7.  An advisory opinion was obtained from the U.S. Army Physical Disability Agency (USAPDA) on 20 November 2013.  The advisory official stated:

	a. The applicant's MEB was completed on 19 February 2013.  The only conditions listed that did not meet medical retention standards in accordance with chapter 3, Army Regulation 40-501 (Standards of Medical Fitness) were congenital cervical spinal compression, myelopathy caused by cervical compression, and lower lumbar degenerative changes.  The other 24 conditions, to include headaches, concussion, renal calculi (kidney stones), and dysphagia, were all considered to meet medical retention standards in accordance with chapter 3, Army Regulation 40-501.  The applicant did not concur with the MEB findings.  The MEB considered the appeal, and on 19 February 2013, however, the initial findings were not changed.  The MEB found no evidence that any of the 24 listed conditions had any significant affect on his ability to perform his military duties.  

	b.  On 16 July 2013, an informal PEB found the applicant unfit for his cervical and lumbar conditions.  The PEB accepted the VA ratings for these conditions and awarded a total of 40% permanent disability retirement.  The PEB did not find any of his other conditions unfitting.  On 26 July 2013, the applicant concurred with the PEB findings.

	c.  The applicant has provided no new evidence that any of the other 24 conditions, to include headaches, concussion, renal calculi (kidney stones), and dysphagia caused him to be unfit for his military duties.  Just because a condition may have been rated by the VA, or listed as a condition on an MEB, does not automatically require, or result in, a PEB finding a Soldier unfit for said condition(s).  The mere presence of an impairment does not, of itself, justify a finding of unfitness because of physical disability and only those conditions that are found to be unfitting can be compensated in the military disability system.
	d.  The PEB findings were supported by a preponderance of the evidence, were not arbitrary or capricious, and were not in violation of any statute, directive, or regulation.  The applicant has not provided sufficient evidence to prove his military records are incorrect or unjust based on a review of the case file.  The advisory official recommended no changes be made to the applicant's military records.

8.  The applicant did not respond to the advisory opinion.

9.  He provided an excerpt of his VA proposed rating, dated 5 June 2013.  This proposal shows the VA recommended a 40% rating for TBI – for the purpose of entitlement to VA benefits only.  Additionally, the portion of the proposal he provided did not contain any information regarding a rating for dysphagia/GERD, kidney stones, or a neurogenic bladder.

10.  He provided a DA Form 638, dated 28 August 2013, showing Permanent Orders (PO) Number 276-03, issued by Headquarters, U.S. Army Intelligence and Security Command, Fort Belvoir, VA, on 3 October 2012 awarded him the Meritorious Service Medal.

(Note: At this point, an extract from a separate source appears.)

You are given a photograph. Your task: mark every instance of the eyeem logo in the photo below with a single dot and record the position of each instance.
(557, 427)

11.  Army Regulation 635-40 establishes the Army PDES and sets forth policies, responsibilities, and procedures that apply in determining whether a Soldier is unfit because of physical disability to reasonably perform the duties of his or her office, grade, rank, or rating.  It states there is no legal requirement in arriving at the rated degree of incapacity to rate a physical condition which is not in itself considered disqualifying for military service when a Soldier is found unfit because of another condition that is disqualifying.  Only the unfitting conditions or defects and those which contribute to unfitness will be considered in arriving at the rated degree of incapacity warranting retirement or separation for disability.  

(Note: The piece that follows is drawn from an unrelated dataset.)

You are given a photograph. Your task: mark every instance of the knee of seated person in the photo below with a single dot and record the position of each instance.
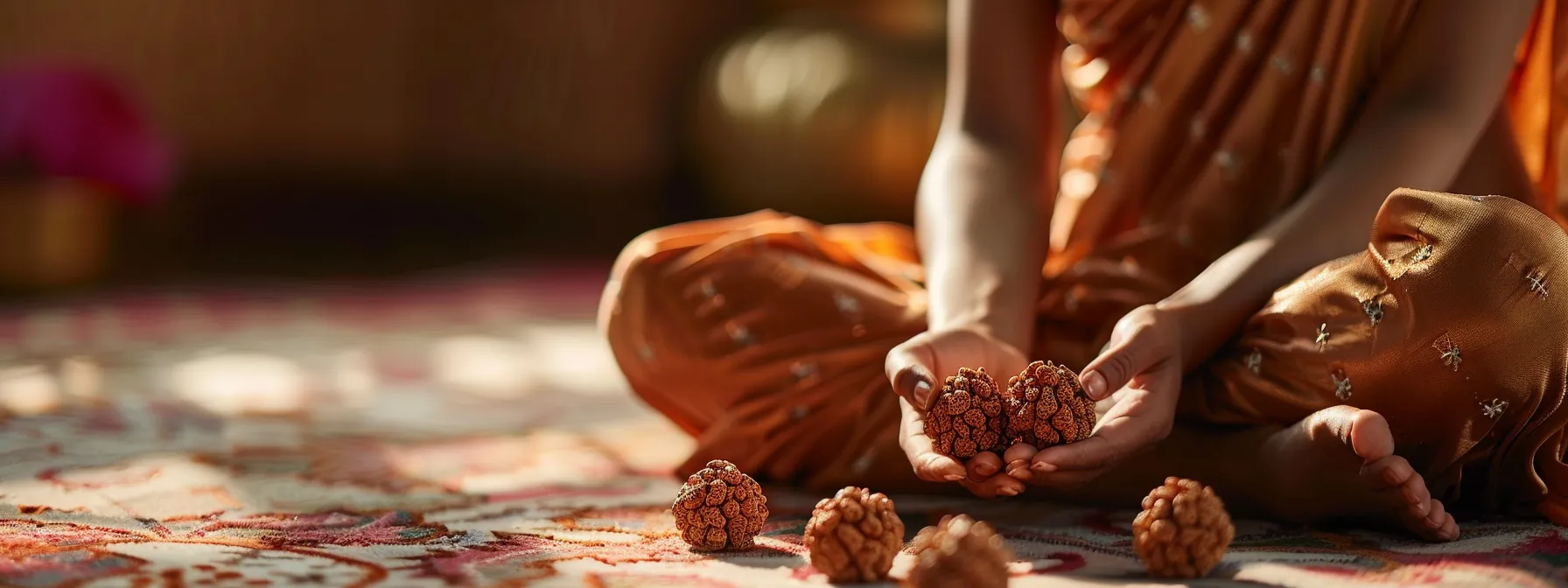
(627, 289)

12.  Army Regulation 40-501 governs medical fitness standards for enlistment; induction; appointment, including officer procurement programs; retention; and separation, including retirement.  Once a determination of physical unfitness is made, the PEB rates all disabilities using the VASRD.  Ratings can range from 0 percent to 100 percent, rising in increments of 10 percent.

13.  Title 38, U.S. Code, sections 1110 and 1131, permit the VA to award compensation for disabilities which were incurred in or aggravated by active military service.  However, an award of a higher VA rating does not establish an error or injustice in the Army rating.  The Army rates only conditions determined to be physically unfitting at the time of discharge which disqualify the Soldier from 

further military service.  The Army disability rating is to compensate the individual for the loss of a military career.  The VA does not have authority or responsibility for determining physical fitness for military service.  The VA awards disability ratings to veterans for service-connected conditions, including those conditions detected after discharge, to compensate the individual for loss of civilian employability.  Unlike the Army, the VA can evaluate a veteran throughout his or her lifetime, adjusting the percentage of disability based upon that agency's examinations and findings.

DISCUSSION AND CONCLUSIONS:

1.  PO awarded the applicant the Meritorious Service Medal; therefore, he is entitled to correction of his DD Form 214 to add this award.

2.  The applicant sustained injuries that warranted entrance into the PDES.  He underwent an MEB which determined that only his conditions of congenital cervical spinal compression, myelopathy caused by cervical compression, and lower lumbar degenerative changes were medically unacceptable.  The MEB determined that his concussion (TBI), renal calculi (kidney stones), and dysphagia were all medically acceptable conditions.  He agreed with the MEB's findings.

3.  Sometime between the MEB and the PEB he agreed to be examined by VA medical personnel under the IDES and to allow the VA's recommendations to be used at the PEB.  Further, the PEB agreed to accept the VA recommendations.  The VA's rating determinations were divided into two categories, those that were being rated for the purpose of the Army PDES only and those that were being rated for the purpose of the VA benefits only.  The only conditions the VA rated for the purpose of the PDES were his cervical disc disease with spinal cord compression (30%) and lumbar degenerative changes (10%).  

4.  The VA appears to have also evaluated him for TBI, dysphagia/GERD, and kidney stones.  However these ratings were for the purpose of VA benefits only.

5.  The evidence of record (VA documents, MEB/PEB) did not list the condition of neurogenic bladder.

6.  The PEB accepted the VA's recommendations and found his medical conditions, cervical disc disease with spinal cord compression and lumbar degenerative changes, prevented him from reasonably performing the duties required of his grade and military specialty.  He was determined to be physically unfit for further military service.  The PEB recommended he be medically retired with a 40% disability rating.  The applicant agreed with the findings and recommendations and waived his right to a formal hearing of his case.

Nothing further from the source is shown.